I also think you are right that Eagleton's talk is about generating publicity, and it seems his is being more than a little disingenuous. His attack on 'modern Christians' for not siding with the poor is silly, and patently untrue. Parish churches collect money for all manner of good causes, not to mention food and toiletries for the likes of asylum seekers and the homeless. I'm not sure why he thinks us christians are horrified by the female breasts. I happen to quite like them.

I think it is a stretch to call the traditionalists 'outraged' - the kind of adjective a local paper drops in to spice up their bland journalism! When i read the source article, it sounds more like the words are accompanied by a sigh of resignation.

OK, so Jesus' crucifixion is not your fault. What IS your fault is your own sin, and that is the message Jesus came to bring to you, along with the good news that you can be forgiven! I don't think he wants you to feel guilty that he had to die for you to get the message, tho!
Heresiarch said…
An interesting, thoughtful response. Thank you.
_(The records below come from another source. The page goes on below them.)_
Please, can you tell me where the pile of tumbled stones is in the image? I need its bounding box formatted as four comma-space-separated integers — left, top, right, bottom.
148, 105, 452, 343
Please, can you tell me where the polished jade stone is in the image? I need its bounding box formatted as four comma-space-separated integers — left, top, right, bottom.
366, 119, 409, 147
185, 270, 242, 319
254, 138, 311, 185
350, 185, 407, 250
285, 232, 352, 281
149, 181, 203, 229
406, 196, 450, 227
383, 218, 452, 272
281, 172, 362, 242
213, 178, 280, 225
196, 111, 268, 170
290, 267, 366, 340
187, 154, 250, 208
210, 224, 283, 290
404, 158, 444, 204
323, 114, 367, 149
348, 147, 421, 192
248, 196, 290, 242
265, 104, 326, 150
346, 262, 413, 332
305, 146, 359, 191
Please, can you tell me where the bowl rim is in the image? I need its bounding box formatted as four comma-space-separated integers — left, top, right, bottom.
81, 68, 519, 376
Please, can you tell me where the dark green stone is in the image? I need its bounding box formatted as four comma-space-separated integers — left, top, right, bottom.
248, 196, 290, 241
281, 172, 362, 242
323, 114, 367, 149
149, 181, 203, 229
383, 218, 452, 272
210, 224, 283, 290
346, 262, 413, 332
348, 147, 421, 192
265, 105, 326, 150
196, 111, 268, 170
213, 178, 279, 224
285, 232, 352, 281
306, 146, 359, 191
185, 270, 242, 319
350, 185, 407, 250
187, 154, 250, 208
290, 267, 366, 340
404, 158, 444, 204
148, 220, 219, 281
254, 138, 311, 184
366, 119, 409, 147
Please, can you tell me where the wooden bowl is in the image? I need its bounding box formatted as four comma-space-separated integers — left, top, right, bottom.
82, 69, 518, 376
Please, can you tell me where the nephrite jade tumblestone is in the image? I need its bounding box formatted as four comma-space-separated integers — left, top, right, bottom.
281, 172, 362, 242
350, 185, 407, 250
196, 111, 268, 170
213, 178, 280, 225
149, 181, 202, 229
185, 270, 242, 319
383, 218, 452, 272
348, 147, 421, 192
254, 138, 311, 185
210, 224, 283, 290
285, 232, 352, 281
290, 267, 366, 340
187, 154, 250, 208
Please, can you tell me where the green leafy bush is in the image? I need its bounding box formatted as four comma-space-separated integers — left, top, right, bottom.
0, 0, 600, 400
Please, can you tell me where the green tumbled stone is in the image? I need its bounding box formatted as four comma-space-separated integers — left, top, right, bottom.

I'm sure you're right that any God worth believing in wouldn't want us to feel guilty about the Crucifixion. That's not the impression one often gets from churches, however. From evangelical Protestants, the atonement is often presented as a sort of "transaction", at least that's what I hear. And as for your lot, Catholic guilt isn't a cliché for nothing. I'm sorry, but Catholic religious art is blood-bespattered to an alarming degree. Or what about the cloying sentimentality of the Stabat Mater?

Pro peccatis suae gentis
vidit Jesum in tormentis
et flagellis subditum
Anonymous said…
To use a famous biblical line, "Am I my brother's keeper?" ... sure, there are a lot of Catholics who *do* go in for that but it is not binding on all of us to do so ... it isn't in the Nicene creed!